En un sistema de Gobierno Centralista no es posible mantener estas singularidades derivadas de la lengua, tradiciones y formas de vida; pues existe siempre la voluntad del poder central y de la etnia dominante, de avasallar y dominar a las otras.

Una Republica Democracia Federal lo hace posible, pues el federalismo parte del principio de que no se debe homogeneizar a los pueblos, sino que cada uno puede y debe mantener su identidad, su nacionalidad, sus costumbres, sus creencias y administrar sus recursos y territorio, acorde a su identidad y con total respeto a la diversidad.

En el Estado Nación Jacobino, el Centralismo se erige en representante de la soberanía del pueblo, y la Descentralización es considerada una concesión del centro hacia la periferia y no un derecho. Por lo contrario, en una República Democrática Federal, el poder, la soberanía, los recursos, se reparten entre todas las entidades que forman el Estado, como genuinos representantes de la soberanía popular.

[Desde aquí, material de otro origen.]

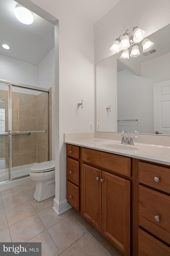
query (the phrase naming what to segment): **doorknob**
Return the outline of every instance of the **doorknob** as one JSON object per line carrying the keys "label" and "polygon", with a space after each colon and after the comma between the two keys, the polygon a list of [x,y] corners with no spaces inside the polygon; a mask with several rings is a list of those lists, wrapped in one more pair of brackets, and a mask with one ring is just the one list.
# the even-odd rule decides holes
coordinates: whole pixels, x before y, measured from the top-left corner
{"label": "doorknob", "polygon": [[156,132],[155,132],[155,133],[156,134],[162,134],[162,132],[158,132],[158,131],[156,131]]}

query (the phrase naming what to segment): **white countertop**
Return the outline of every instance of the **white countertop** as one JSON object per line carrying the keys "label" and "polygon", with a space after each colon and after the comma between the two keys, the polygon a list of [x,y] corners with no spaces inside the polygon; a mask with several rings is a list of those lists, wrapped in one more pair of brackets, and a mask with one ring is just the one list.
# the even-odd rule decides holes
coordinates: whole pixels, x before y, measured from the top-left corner
{"label": "white countertop", "polygon": [[170,147],[137,143],[121,144],[121,141],[91,138],[65,140],[68,144],[170,165]]}

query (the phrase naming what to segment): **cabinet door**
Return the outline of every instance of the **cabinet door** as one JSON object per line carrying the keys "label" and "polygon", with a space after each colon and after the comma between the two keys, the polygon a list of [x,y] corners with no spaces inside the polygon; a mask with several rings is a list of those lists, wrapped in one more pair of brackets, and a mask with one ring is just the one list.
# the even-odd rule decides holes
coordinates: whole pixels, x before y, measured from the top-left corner
{"label": "cabinet door", "polygon": [[82,214],[101,232],[101,171],[84,164],[82,171]]}
{"label": "cabinet door", "polygon": [[130,255],[130,182],[102,171],[101,233]]}

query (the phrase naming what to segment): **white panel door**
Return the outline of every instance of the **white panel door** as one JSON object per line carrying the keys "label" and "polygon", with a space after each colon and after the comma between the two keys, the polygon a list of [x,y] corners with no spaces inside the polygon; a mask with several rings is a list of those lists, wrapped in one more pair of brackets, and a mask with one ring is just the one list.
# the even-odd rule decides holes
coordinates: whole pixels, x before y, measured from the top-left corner
{"label": "white panel door", "polygon": [[170,134],[170,80],[154,87],[154,132]]}

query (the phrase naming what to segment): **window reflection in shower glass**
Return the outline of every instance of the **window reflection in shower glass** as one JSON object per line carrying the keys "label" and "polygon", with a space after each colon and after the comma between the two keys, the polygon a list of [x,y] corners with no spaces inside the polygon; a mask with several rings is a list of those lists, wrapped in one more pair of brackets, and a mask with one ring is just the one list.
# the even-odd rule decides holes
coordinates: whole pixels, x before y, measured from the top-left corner
{"label": "window reflection in shower glass", "polygon": [[0,83],[0,182],[9,177],[8,87]]}
{"label": "window reflection in shower glass", "polygon": [[48,93],[12,86],[11,178],[48,160]]}

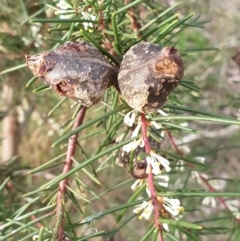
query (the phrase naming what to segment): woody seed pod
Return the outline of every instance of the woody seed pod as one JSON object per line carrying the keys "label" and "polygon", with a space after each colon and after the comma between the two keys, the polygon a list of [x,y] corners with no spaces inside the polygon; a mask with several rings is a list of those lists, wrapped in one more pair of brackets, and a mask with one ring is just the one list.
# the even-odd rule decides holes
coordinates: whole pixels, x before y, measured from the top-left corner
{"label": "woody seed pod", "polygon": [[164,106],[183,72],[183,62],[175,48],[139,43],[124,55],[118,84],[130,107],[151,113]]}
{"label": "woody seed pod", "polygon": [[36,77],[85,106],[98,103],[109,86],[117,85],[118,69],[84,41],[67,42],[53,51],[25,57]]}

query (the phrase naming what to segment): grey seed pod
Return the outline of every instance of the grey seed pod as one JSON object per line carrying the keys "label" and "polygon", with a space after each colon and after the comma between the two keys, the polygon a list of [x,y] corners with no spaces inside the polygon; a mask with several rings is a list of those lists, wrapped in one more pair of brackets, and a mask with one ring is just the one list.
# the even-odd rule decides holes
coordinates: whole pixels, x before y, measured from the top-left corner
{"label": "grey seed pod", "polygon": [[[149,137],[149,144],[152,148],[160,149],[161,144],[154,140],[152,137]],[[142,153],[145,153],[145,147],[138,146],[135,150],[133,163],[132,163],[132,170],[129,171],[129,174],[135,179],[144,179],[147,178],[148,174],[146,173],[147,169],[147,160],[146,157],[144,159],[138,160],[138,156]],[[121,167],[124,167],[128,170],[130,161],[130,153],[123,151],[121,148],[118,154],[118,158],[116,160],[116,164]]]}
{"label": "grey seed pod", "polygon": [[183,61],[175,48],[139,43],[124,55],[118,84],[130,107],[151,113],[164,106],[183,73]]}
{"label": "grey seed pod", "polygon": [[55,50],[25,57],[36,77],[85,106],[98,103],[109,86],[117,85],[118,69],[84,41],[67,42]]}

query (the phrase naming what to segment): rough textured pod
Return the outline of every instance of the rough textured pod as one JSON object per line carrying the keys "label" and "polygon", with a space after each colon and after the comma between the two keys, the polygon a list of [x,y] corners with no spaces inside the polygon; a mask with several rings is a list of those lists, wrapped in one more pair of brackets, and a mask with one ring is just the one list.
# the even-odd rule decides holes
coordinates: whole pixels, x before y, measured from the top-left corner
{"label": "rough textured pod", "polygon": [[109,86],[117,85],[118,69],[84,41],[67,42],[55,50],[25,57],[35,76],[85,106],[98,103]]}
{"label": "rough textured pod", "polygon": [[151,113],[164,106],[183,73],[183,61],[175,48],[139,43],[124,55],[118,84],[130,107]]}
{"label": "rough textured pod", "polygon": [[[157,141],[155,141],[153,138],[149,137],[149,144],[152,148],[160,149],[161,144]],[[116,163],[125,168],[129,174],[135,178],[135,179],[144,179],[147,178],[148,174],[146,173],[147,169],[147,160],[146,158],[139,160],[139,155],[146,153],[145,147],[138,146],[135,150],[133,162],[132,162],[132,168],[131,170],[128,170],[129,168],[129,161],[130,161],[130,153],[123,151],[121,148],[118,154],[118,158],[116,160]]]}

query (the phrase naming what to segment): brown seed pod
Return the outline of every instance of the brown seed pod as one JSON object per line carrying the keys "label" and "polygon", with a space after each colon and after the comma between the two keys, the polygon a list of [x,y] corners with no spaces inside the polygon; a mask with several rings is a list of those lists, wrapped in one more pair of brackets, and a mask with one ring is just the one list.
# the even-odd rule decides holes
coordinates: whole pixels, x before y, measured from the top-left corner
{"label": "brown seed pod", "polygon": [[124,55],[118,84],[130,107],[151,113],[164,106],[183,72],[183,62],[175,48],[139,43]]}
{"label": "brown seed pod", "polygon": [[84,41],[67,42],[55,50],[25,57],[35,76],[85,106],[98,103],[109,86],[117,85],[118,69]]}
{"label": "brown seed pod", "polygon": [[[154,140],[152,137],[149,137],[149,144],[152,148],[160,149],[161,144]],[[123,151],[121,148],[118,154],[118,158],[116,163],[124,167],[129,174],[135,179],[144,179],[147,178],[148,174],[146,173],[147,169],[147,160],[146,157],[144,159],[139,160],[139,155],[145,153],[145,147],[138,146],[134,153],[134,158],[132,161],[132,169],[129,171],[129,161],[130,161],[130,153]]]}

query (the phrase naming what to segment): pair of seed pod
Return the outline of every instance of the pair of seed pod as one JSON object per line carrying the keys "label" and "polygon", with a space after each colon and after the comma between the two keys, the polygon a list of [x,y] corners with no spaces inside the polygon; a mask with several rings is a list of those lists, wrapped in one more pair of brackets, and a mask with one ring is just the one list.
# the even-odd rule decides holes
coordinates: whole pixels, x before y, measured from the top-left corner
{"label": "pair of seed pod", "polygon": [[183,62],[173,47],[152,43],[132,46],[120,70],[87,42],[67,42],[55,50],[30,56],[27,65],[60,95],[84,106],[98,103],[115,86],[128,105],[140,112],[160,109],[183,77]]}
{"label": "pair of seed pod", "polygon": [[[173,47],[161,49],[152,43],[132,46],[124,55],[120,69],[87,42],[67,42],[53,51],[26,55],[27,65],[60,95],[84,106],[98,103],[106,89],[115,86],[127,104],[151,113],[164,106],[170,92],[183,77],[180,54]],[[149,139],[150,144],[160,144]],[[138,160],[144,148],[137,147],[128,172],[136,179],[147,177],[146,158]],[[128,169],[130,154],[120,149],[117,164]]]}

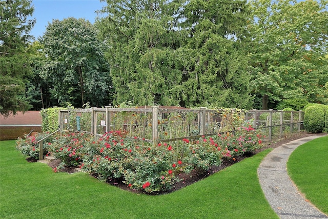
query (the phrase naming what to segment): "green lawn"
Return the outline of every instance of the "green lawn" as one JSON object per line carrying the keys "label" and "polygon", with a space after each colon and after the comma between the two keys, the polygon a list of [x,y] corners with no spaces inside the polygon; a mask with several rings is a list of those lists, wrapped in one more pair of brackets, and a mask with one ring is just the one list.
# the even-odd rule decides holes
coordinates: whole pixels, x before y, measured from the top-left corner
{"label": "green lawn", "polygon": [[328,136],[298,147],[287,167],[291,178],[306,198],[328,214]]}
{"label": "green lawn", "polygon": [[2,218],[278,218],[257,169],[266,150],[180,190],[138,195],[84,173],[29,163],[15,142],[0,142]]}

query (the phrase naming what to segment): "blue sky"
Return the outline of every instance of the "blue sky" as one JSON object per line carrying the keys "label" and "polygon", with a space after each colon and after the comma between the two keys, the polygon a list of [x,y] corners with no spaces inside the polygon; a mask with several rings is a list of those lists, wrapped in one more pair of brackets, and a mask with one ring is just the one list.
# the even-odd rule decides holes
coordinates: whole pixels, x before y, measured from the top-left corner
{"label": "blue sky", "polygon": [[34,6],[32,17],[36,19],[36,23],[30,34],[37,39],[53,19],[84,18],[93,24],[97,16],[95,11],[106,4],[99,0],[33,0],[32,4]]}

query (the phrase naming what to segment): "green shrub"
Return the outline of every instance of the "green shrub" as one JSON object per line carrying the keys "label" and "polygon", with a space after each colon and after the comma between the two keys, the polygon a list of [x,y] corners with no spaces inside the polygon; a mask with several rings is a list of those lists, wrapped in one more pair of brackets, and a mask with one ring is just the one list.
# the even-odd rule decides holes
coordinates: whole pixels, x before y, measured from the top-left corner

La gestión pública de las entidades Federales, se sustenta en el principio de subsidiariedad, donde cada asunto es resuelto por la autoridad local más cercana al problema y el poder de decisión siempre está a su nivel. Todo lo contrario de la práctica centralista y populista, con una burocracia absolutista que se cree pluri, multi y omni competente.

Cabe recalcar que un Estado Federal se basa en el reconocimiento de las diferencias, pero también en la cooperación y corresponsabilidad en favor de unos fines comunes. Es por tanto la antítesis de las decisiones unilaterales, e incluso de las componendas del Centralismo con los políticos del centro y la periferia.

La mejor opción para nuestro país y se lo ha repetido muchas veces, es avanzar hacia una República Democrática Federal, esto significa la autonomía de todos y cada uno de los Departamentos, Municipios y regiones; cada uno con su propio gobierno, su propia constitución y representantes legislativos y tribunales de justicia propios.

En esencia esto significa que los Gobiernos locales deben asumir seriamente estas sus competencias, promover la cooperación entre las regiones y las nacionalidades que los constituyen; enfrentar los problemas y encarar con autoridad, idoneidad y responsabilidad las soluciones necesarias para el desarrollo de su pueblo, actuando siempre desde lo local pero con visión y perspectiva global.